There are dozens of things you know you should be doing, but have convinced yourself you can’t. Day in and day out, I hear people making excuses and saying things like, “I just can’t talk to people,” or “I couldn’t possibly see myself calling strangers on the phone.” And of course you can’t perform a skill that you haven’t even tried to learn. But that doesn’t mean you’re helpless! Just change your mindset so that instead of thinking, “I can’t do this,” you think, “What would it take for me to be able to do this? What do I need to learn? How can I acquire some new skills and experiences to make this learning curve easier for myself?”

You might also be holding yourself back by creating false certainty in your head. Even though nothing is black-and-white, perhaps you’ve told yourself things like, “There’s no way that could happen,” or, “If I talked to those people, they’d all say ‘no.’” Be realistic by understanding that life isn’t that clean-cut. You’re not destined for failure. Replace your certainties with possibilities, like, “If I spoke to those people, maybe some would say ‘yes.’”

You’ll also be much happier and have more positive interactions if you leave behind the judgmental mindset you might have and give people the benefit of the doubt. We often discourage ourselves from taking steps forward in our professional relationships because we think someone was harsh to us one time and allow ourselves to get upset.

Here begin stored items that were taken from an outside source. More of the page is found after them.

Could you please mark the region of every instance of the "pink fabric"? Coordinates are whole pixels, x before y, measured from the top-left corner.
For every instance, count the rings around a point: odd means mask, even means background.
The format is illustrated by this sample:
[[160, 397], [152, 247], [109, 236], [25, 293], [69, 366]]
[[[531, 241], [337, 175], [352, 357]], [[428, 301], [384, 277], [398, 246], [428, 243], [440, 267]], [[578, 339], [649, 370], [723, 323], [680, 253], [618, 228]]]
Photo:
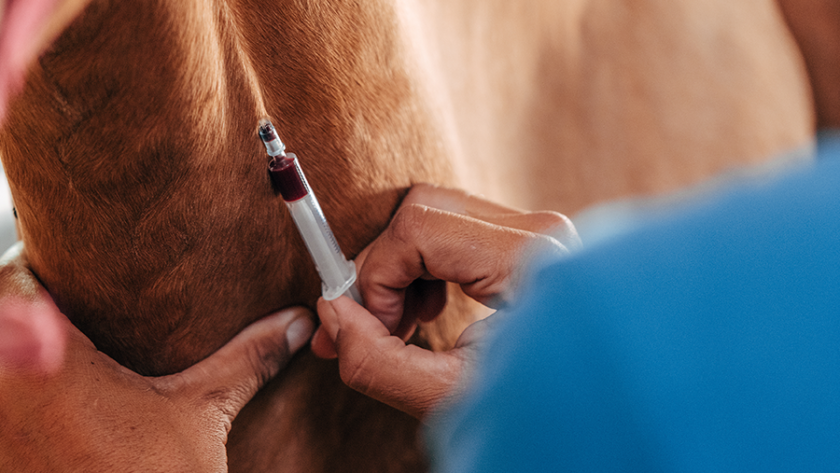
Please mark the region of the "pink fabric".
[[41, 45], [36, 40], [56, 3], [6, 0], [0, 6], [0, 123], [9, 97], [23, 85], [27, 66], [40, 52], [37, 48]]
[[65, 345], [60, 317], [50, 299], [0, 298], [0, 365], [57, 371]]
[[[38, 36], [56, 3], [6, 0], [0, 5], [0, 125], [10, 97], [23, 85], [29, 63], [40, 53]], [[13, 295], [0, 298], [0, 365], [47, 372], [61, 366], [63, 316], [49, 296], [44, 296], [35, 301]]]

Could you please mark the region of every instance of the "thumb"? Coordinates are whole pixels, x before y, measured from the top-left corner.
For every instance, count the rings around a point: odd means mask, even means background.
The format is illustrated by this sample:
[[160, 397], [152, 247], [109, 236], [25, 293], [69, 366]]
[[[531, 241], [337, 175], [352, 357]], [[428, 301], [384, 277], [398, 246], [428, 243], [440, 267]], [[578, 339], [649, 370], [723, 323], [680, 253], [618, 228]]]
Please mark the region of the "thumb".
[[246, 327], [227, 345], [165, 382], [177, 383], [180, 394], [209, 399], [230, 419], [283, 369], [312, 335], [312, 314], [285, 309]]
[[457, 350], [406, 345], [347, 297], [319, 299], [318, 314], [335, 341], [341, 379], [352, 389], [419, 419], [457, 385], [463, 364]]

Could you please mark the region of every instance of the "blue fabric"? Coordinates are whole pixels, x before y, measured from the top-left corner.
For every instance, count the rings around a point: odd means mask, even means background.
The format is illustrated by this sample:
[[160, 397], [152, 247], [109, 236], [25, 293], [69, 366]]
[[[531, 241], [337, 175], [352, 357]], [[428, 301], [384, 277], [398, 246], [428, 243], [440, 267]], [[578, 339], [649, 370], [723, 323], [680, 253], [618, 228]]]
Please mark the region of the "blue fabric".
[[840, 140], [530, 287], [435, 471], [840, 470]]

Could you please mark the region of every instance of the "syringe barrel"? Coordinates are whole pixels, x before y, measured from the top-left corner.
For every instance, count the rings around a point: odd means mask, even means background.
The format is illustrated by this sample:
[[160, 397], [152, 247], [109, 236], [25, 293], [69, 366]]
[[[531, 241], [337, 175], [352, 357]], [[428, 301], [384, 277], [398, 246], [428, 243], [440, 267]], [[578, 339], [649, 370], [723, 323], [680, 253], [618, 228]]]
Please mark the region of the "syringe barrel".
[[356, 282], [356, 265], [347, 261], [338, 247], [335, 235], [330, 230], [315, 195], [309, 192], [298, 200], [286, 202], [286, 207], [315, 261], [315, 268], [321, 276], [324, 299], [333, 300], [350, 291], [348, 295], [361, 303], [355, 288], [351, 290], [351, 286]]
[[300, 169], [297, 156], [283, 151], [285, 146], [267, 120], [260, 124], [260, 138], [273, 157], [269, 165], [271, 180], [283, 196], [321, 276], [321, 295], [331, 301], [345, 294], [361, 304], [362, 298], [355, 286], [356, 265], [347, 261], [341, 252], [318, 199]]

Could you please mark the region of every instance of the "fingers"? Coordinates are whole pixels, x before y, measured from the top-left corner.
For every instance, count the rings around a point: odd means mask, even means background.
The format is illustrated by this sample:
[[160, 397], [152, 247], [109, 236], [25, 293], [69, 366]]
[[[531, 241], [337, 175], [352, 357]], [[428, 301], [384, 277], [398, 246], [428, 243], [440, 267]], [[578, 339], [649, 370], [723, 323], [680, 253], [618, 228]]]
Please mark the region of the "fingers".
[[406, 345], [347, 297], [319, 299], [318, 314], [335, 341], [341, 379], [362, 394], [422, 418], [456, 385], [463, 364], [456, 353]]
[[519, 214], [474, 216], [474, 218], [501, 227], [516, 228], [554, 238], [570, 251], [577, 250], [582, 246], [580, 237], [572, 221], [561, 213], [539, 211]]
[[432, 184], [415, 184], [402, 205], [420, 204], [468, 217], [482, 218], [492, 215], [521, 214], [521, 210], [482, 199], [461, 189]]
[[420, 204], [499, 226], [540, 233], [555, 238], [569, 249], [580, 246], [580, 237], [571, 220], [558, 212], [525, 212], [485, 200], [461, 189], [431, 184], [414, 185], [402, 205], [410, 204]]
[[312, 335], [304, 308], [291, 308], [254, 322], [227, 345], [180, 374], [160, 379], [164, 390], [216, 403], [232, 421]]
[[338, 353], [335, 352], [335, 344], [333, 344], [330, 335], [327, 333], [327, 330], [323, 325], [315, 330], [315, 334], [312, 335], [312, 342], [310, 345], [312, 347], [312, 353], [314, 353], [318, 358], [332, 360], [338, 357]]
[[[417, 322], [429, 322], [443, 311], [446, 305], [446, 283], [440, 280], [418, 279], [405, 291], [405, 310], [393, 335], [407, 341], [414, 334]], [[312, 353], [331, 360], [338, 356], [335, 345], [323, 326], [312, 336]]]
[[403, 317], [406, 288], [419, 278], [458, 283], [485, 305], [515, 280], [524, 252], [568, 250], [517, 228], [410, 204], [371, 245], [359, 275], [367, 309], [392, 332]]

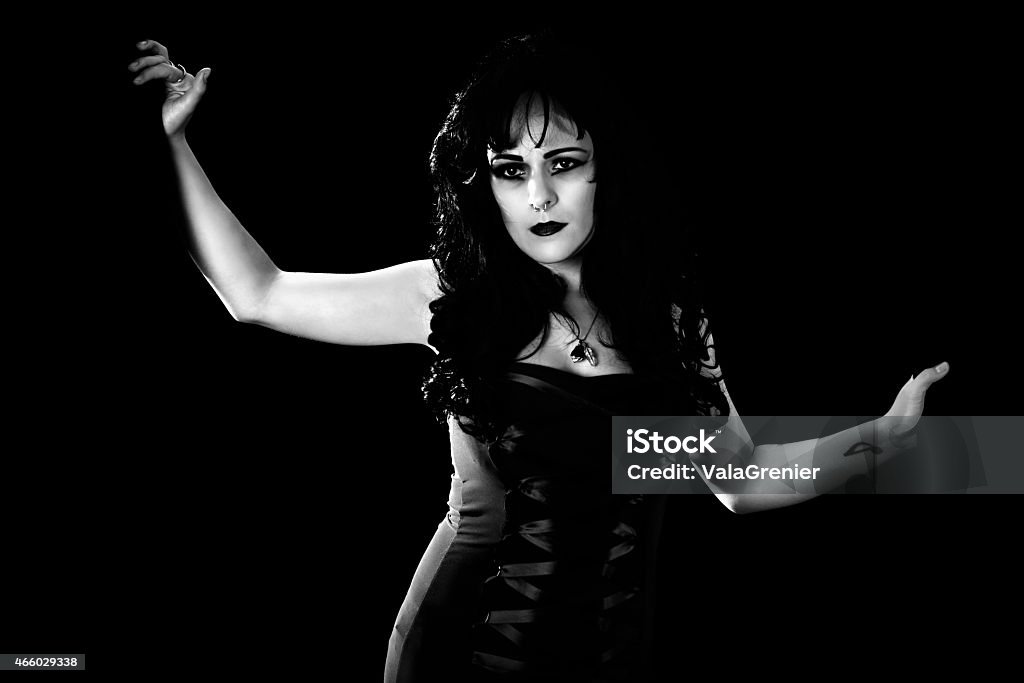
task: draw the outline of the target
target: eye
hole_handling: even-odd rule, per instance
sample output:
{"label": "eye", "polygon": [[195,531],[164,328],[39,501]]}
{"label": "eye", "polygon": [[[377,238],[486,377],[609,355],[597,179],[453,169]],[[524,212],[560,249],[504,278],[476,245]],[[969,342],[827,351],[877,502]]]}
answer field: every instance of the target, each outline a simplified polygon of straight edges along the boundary
{"label": "eye", "polygon": [[586,162],[580,161],[579,159],[574,159],[572,157],[562,157],[561,159],[555,159],[555,161],[551,164],[551,169],[555,173],[562,173],[564,171],[571,171],[574,168],[578,168],[582,166],[584,163]]}
{"label": "eye", "polygon": [[491,173],[495,178],[504,180],[516,180],[522,178],[524,171],[515,164],[502,164],[501,166],[492,166]]}

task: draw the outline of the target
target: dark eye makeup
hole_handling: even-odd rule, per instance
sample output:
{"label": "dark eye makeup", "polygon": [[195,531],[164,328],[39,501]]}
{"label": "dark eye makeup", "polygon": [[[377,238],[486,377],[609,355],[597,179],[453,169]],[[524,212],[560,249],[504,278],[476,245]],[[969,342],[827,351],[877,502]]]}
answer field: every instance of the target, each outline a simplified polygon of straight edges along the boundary
{"label": "dark eye makeup", "polygon": [[491,175],[504,180],[515,180],[522,177],[523,169],[516,164],[501,164],[499,166],[491,166]]}
{"label": "dark eye makeup", "polygon": [[[555,159],[551,162],[552,175],[571,171],[586,163],[586,161],[581,161],[573,157]],[[497,166],[491,166],[491,175],[503,180],[518,180],[526,175],[526,167],[524,164],[498,164]]]}

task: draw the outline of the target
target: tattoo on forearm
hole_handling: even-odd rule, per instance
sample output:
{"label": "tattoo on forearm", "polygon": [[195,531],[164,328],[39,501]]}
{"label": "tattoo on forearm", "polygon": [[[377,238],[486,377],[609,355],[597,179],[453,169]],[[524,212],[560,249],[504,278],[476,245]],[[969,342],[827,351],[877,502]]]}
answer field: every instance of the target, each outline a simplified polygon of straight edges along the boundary
{"label": "tattoo on forearm", "polygon": [[882,452],[882,449],[874,444],[870,444],[867,441],[861,441],[850,446],[849,450],[843,453],[844,457],[851,455],[860,455],[861,453],[871,453],[872,455],[878,455]]}

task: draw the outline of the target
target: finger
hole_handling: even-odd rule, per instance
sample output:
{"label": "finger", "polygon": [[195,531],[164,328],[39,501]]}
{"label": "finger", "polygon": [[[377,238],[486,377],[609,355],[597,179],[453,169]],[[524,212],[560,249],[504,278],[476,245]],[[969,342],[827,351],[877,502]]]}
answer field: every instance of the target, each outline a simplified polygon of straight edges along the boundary
{"label": "finger", "polygon": [[128,65],[129,71],[139,71],[146,68],[147,66],[154,66],[156,64],[167,64],[167,58],[163,55],[149,55],[148,57],[140,57],[134,62]]}
{"label": "finger", "polygon": [[925,370],[924,372],[921,373],[921,375],[926,375],[927,376],[929,384],[931,384],[932,382],[936,382],[936,381],[942,379],[943,377],[945,377],[948,374],[949,374],[949,363],[946,363],[945,361],[943,361],[942,363],[939,363],[934,368],[928,368],[927,370]]}
{"label": "finger", "polygon": [[163,79],[173,83],[181,79],[184,75],[185,72],[181,69],[171,66],[167,62],[161,62],[160,64],[157,64],[156,66],[151,66],[142,73],[140,73],[138,76],[135,77],[135,80],[132,82],[136,85],[142,85],[143,83],[146,83],[148,81],[152,81],[155,79]]}
{"label": "finger", "polygon": [[136,43],[135,47],[139,48],[140,50],[155,52],[167,61],[171,60],[171,58],[167,54],[167,48],[161,45],[160,43],[156,42],[155,40],[144,40],[141,43]]}
{"label": "finger", "polygon": [[195,91],[197,97],[202,97],[203,93],[206,92],[206,80],[210,77],[210,72],[213,71],[210,67],[200,69],[199,73],[195,75],[192,84],[192,90]]}
{"label": "finger", "polygon": [[202,98],[203,93],[206,92],[206,79],[210,76],[211,69],[200,69],[199,73],[195,76],[186,74],[184,83],[181,85],[174,85],[173,83],[168,86],[169,94],[168,97],[173,97],[174,94],[170,91],[177,90],[181,93],[181,96],[190,97],[195,101]]}
{"label": "finger", "polygon": [[949,374],[949,363],[939,363],[934,368],[928,368],[917,376],[917,381],[923,389],[927,389],[934,382],[939,381]]}

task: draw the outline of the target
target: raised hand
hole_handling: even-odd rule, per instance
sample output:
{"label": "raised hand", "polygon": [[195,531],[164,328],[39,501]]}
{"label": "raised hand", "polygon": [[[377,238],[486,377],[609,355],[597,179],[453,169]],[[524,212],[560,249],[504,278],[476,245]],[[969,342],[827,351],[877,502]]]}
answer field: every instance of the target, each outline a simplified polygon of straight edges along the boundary
{"label": "raised hand", "polygon": [[175,66],[168,57],[167,48],[154,40],[136,43],[143,54],[128,66],[137,73],[135,85],[153,80],[164,84],[167,97],[163,105],[164,132],[167,137],[185,134],[185,126],[192,118],[196,105],[206,92],[206,81],[210,77],[209,67],[200,69],[198,75],[187,73],[180,65]]}
{"label": "raised hand", "polygon": [[933,384],[948,374],[949,363],[939,363],[934,368],[924,370],[917,377],[911,375],[896,395],[896,400],[885,416],[907,418],[900,421],[899,431],[901,432],[913,429],[917,424],[917,419],[924,413],[925,393]]}

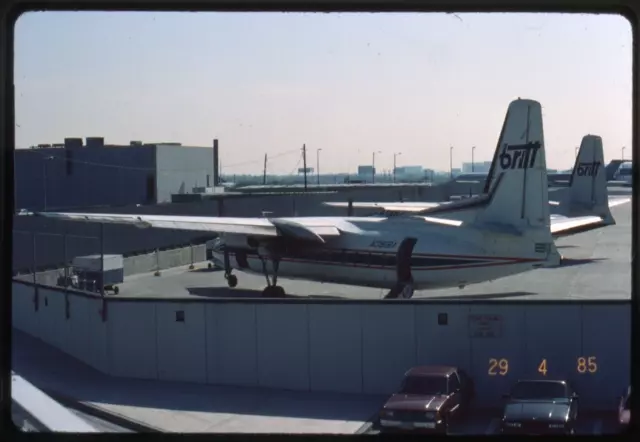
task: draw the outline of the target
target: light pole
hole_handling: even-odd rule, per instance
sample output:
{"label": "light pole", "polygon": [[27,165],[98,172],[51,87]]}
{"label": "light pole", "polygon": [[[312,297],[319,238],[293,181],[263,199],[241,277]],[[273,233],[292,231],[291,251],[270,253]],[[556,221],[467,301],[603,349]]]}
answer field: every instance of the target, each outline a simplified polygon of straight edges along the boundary
{"label": "light pole", "polygon": [[476,151],[476,146],[471,148],[471,172],[475,172],[475,160],[474,160],[474,152]]}
{"label": "light pole", "polygon": [[316,175],[318,176],[318,186],[320,185],[320,151],[322,149],[316,149]]}
{"label": "light pole", "polygon": [[580,147],[576,146],[576,158],[578,158],[578,150],[580,149]]}
{"label": "light pole", "polygon": [[622,146],[622,159],[623,159],[623,160],[624,160],[624,150],[625,150],[625,147],[624,147],[624,146]]}
{"label": "light pole", "polygon": [[382,153],[381,151],[373,152],[373,158],[371,160],[371,184],[376,182],[376,154]]}
{"label": "light pole", "polygon": [[393,182],[396,182],[396,157],[402,155],[402,152],[396,152],[393,154]]}
{"label": "light pole", "polygon": [[453,146],[449,146],[449,176],[453,179]]}

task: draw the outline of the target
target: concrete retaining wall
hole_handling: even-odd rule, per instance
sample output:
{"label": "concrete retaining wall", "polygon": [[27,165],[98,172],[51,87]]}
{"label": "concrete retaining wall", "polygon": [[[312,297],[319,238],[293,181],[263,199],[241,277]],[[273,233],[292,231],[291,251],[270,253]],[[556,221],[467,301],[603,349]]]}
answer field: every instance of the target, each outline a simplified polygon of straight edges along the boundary
{"label": "concrete retaining wall", "polygon": [[496,406],[517,379],[543,376],[544,360],[585,407],[612,410],[629,383],[628,301],[247,301],[102,300],[14,282],[13,324],[103,372],[143,379],[388,394],[411,366],[454,364]]}

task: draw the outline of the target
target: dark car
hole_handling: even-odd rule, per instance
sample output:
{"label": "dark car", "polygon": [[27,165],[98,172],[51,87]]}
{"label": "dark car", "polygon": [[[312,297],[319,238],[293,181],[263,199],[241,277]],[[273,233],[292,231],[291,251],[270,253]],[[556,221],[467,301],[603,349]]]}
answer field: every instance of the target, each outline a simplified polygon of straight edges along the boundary
{"label": "dark car", "polygon": [[456,367],[415,367],[380,411],[380,429],[447,432],[470,407],[473,381]]}
{"label": "dark car", "polygon": [[578,395],[566,381],[518,381],[502,413],[505,434],[574,434]]}
{"label": "dark car", "polygon": [[620,398],[620,404],[618,404],[618,424],[620,429],[626,430],[629,428],[629,421],[631,420],[631,387],[627,389],[627,392]]}

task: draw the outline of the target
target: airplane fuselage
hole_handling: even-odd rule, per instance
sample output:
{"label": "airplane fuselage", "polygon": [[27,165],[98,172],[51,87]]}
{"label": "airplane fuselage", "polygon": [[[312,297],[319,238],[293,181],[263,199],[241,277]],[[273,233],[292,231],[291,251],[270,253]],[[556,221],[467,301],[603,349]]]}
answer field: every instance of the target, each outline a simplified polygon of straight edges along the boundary
{"label": "airplane fuselage", "polygon": [[[420,290],[465,286],[526,272],[549,265],[548,254],[557,253],[544,231],[536,238],[531,233],[514,235],[499,229],[434,225],[420,217],[350,217],[331,221],[342,223],[342,233],[327,237],[324,244],[298,241],[278,247],[279,276],[390,289],[398,281],[398,263],[407,262],[413,286]],[[403,261],[398,251],[407,238],[416,241],[412,253]],[[246,235],[225,234],[221,239],[231,267],[263,274],[261,257],[271,256],[269,247],[255,247],[255,243],[250,246]],[[215,248],[213,255],[216,261],[223,262],[222,247]],[[264,261],[272,271],[272,261]]]}

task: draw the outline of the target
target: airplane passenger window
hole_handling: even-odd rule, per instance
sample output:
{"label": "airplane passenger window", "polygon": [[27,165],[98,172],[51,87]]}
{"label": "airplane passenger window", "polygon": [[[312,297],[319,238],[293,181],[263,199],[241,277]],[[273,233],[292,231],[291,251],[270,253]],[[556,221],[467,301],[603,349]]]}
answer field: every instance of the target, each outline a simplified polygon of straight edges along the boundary
{"label": "airplane passenger window", "polygon": [[24,13],[12,370],[99,432],[620,433],[634,29]]}

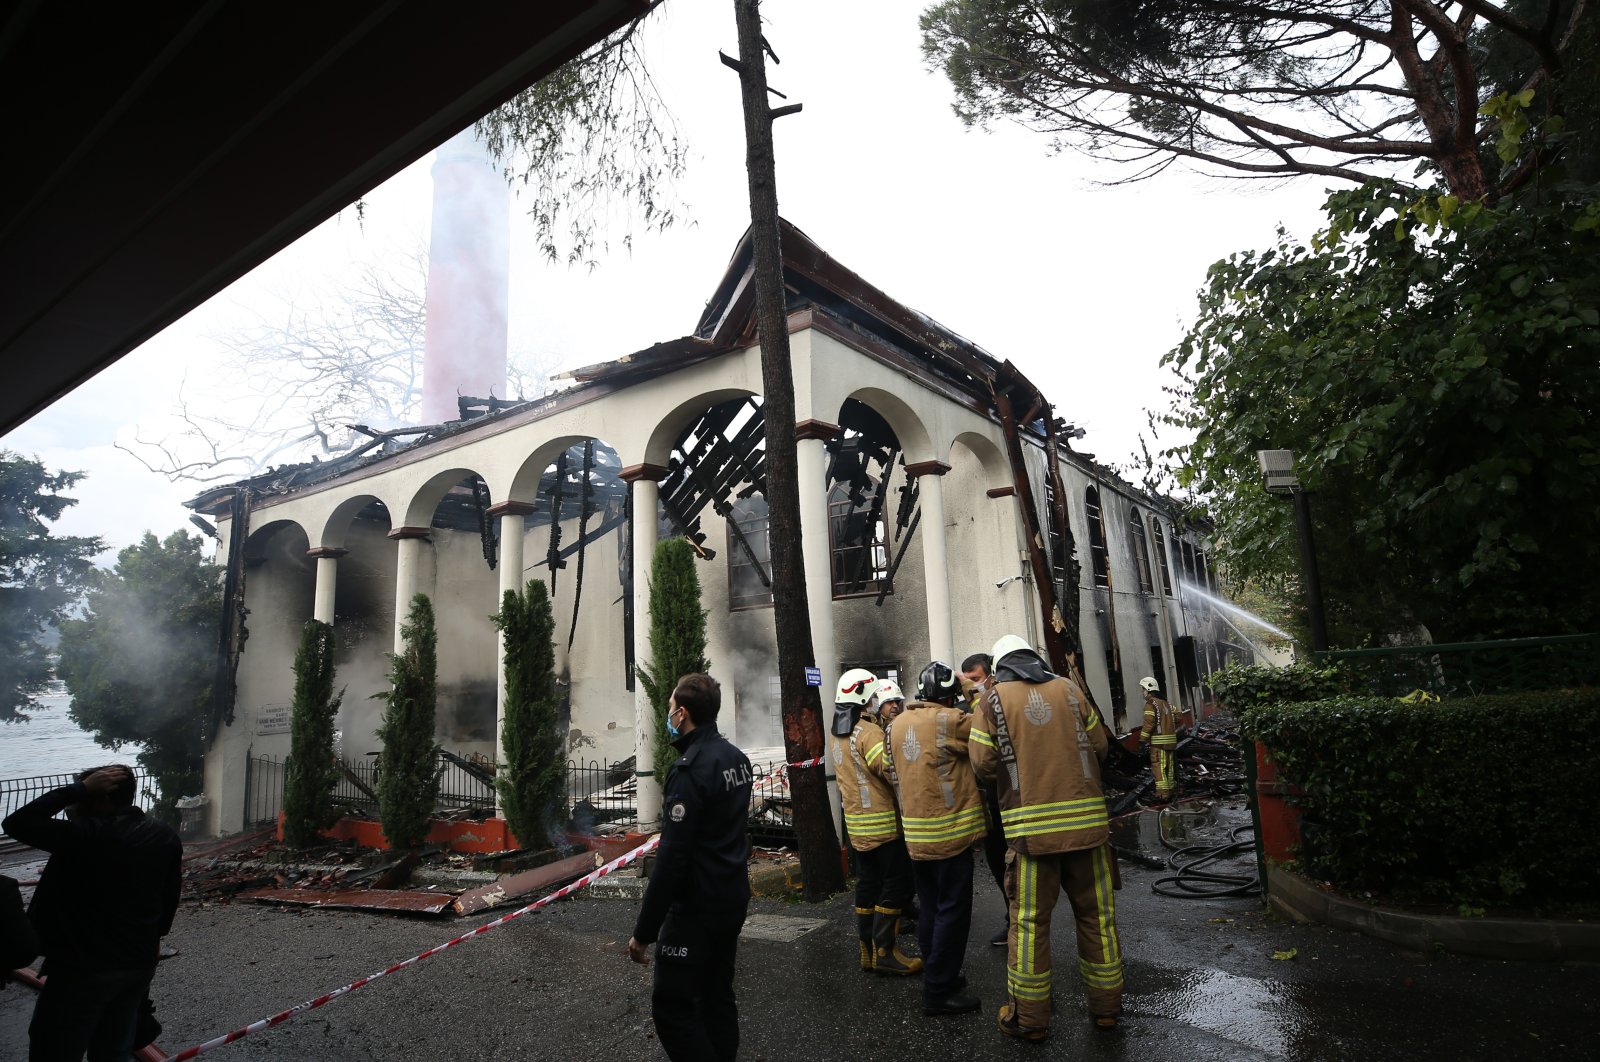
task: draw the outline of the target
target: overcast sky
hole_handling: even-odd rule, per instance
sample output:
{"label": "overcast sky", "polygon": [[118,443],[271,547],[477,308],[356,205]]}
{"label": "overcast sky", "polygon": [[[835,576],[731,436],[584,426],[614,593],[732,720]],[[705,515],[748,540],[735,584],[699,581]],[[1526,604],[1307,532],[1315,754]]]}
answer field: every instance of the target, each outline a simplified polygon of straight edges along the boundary
{"label": "overcast sky", "polygon": [[[1109,163],[1053,155],[1023,129],[969,131],[942,74],[922,61],[920,0],[767,0],[767,37],[782,64],[773,87],[804,104],[777,123],[784,217],[868,282],[1033,378],[1060,414],[1087,429],[1076,444],[1125,462],[1145,411],[1162,407],[1164,353],[1195,311],[1207,266],[1270,245],[1279,225],[1317,227],[1320,181],[1263,186],[1171,171],[1104,187]],[[717,59],[737,51],[732,4],[672,0],[644,47],[687,138],[679,188],[690,224],[636,231],[631,253],[591,270],[551,266],[512,208],[513,349],[561,367],[620,357],[684,335],[748,225],[737,78]],[[381,105],[381,101],[375,101]],[[125,545],[146,529],[187,526],[172,484],[117,451],[160,437],[180,390],[208,378],[219,336],[259,320],[286,295],[327,297],[364,262],[425,243],[432,153],[107,369],[0,448],[80,469],[80,504],[62,533]],[[240,396],[249,400],[249,396]]]}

We think, “I can’t believe they did that.” It’s much healthier to be open to the possibility that this person was going through a really tough time, or didn’t actually mean to upset you. This attitude will keep you open-minded and goal-oriented.

Change Your Words

When people are questioned about their circumstances and their journey to success, they often reach for words that deny accountability and blame anyone but themselves. When you act this way, you’re doing yourself a real disservice. As an adult, it’s your job to take full responsibility for your growth, and refusing to do so will only stunt you on your path to self-improvement.

Many people will respond to a piece of feedback or advice by saying, “Yeah, but…” You should ban “yeah, but” from your vocabulary. Reacting defensively like this means that you’re probably not truly listening to what your critic had to say, you’re dismissing everything they’re saying and you’re looking to point the blame in another direction. You’re not perfect, and if you’re being honest with yourself, you know there’s at least some blame you can and should be taking.

You also need to stop yourself from responding to constructive criticism with, “I know, I know.” What you’re really doing when you say this is being completely dismissive to the valid points this person might be making. You’re failing to give yourself room for growth. Swapping the “I know” with a, “Huh, okay. Thank you,” will allow you to absorb and accept some of the feedback and use it wisely in the future.

Change Your Inner Dialogue

Think of the inside of your mind as a courtroom. There are two lawyers in your head having a debate over whether you should take that crucial but challenging step to move your career forward. One is arguing that you should, and the other that you shouldn’t. If you’re in the habit of limiting yourself, chances are you’ve spent a lot of time supporting the idea that you shouldn’t — that you’re not capable enough, or that maybe you should wait until next year.

It’s time to jump to the other side of the courtroom and fight for your own success. Search for evidence to support the fact that you can do the thing your insecurities might be telling you that you can’t. You’re not going to convince yourself without evidence when you’ve spent a lifetime being persuaded by the wrong side.

Start rifling through your past for the objective truth about your capacity for success. Look for the great things you’ve achieved, the conversations that have gone well, the times you were decisive and the times you performed at a high level. This evidence is what will change your mind and give you the confidence to take opportunities that will fulfill you, enhance your experience and empower you to make things happen every day.

It might seem hard to change your mindset, words and inner dialogue, but you’re the only person who can do it. It’s your privilege and responsibility to start moving forward, so I urge you to take a look in the mirror and start today.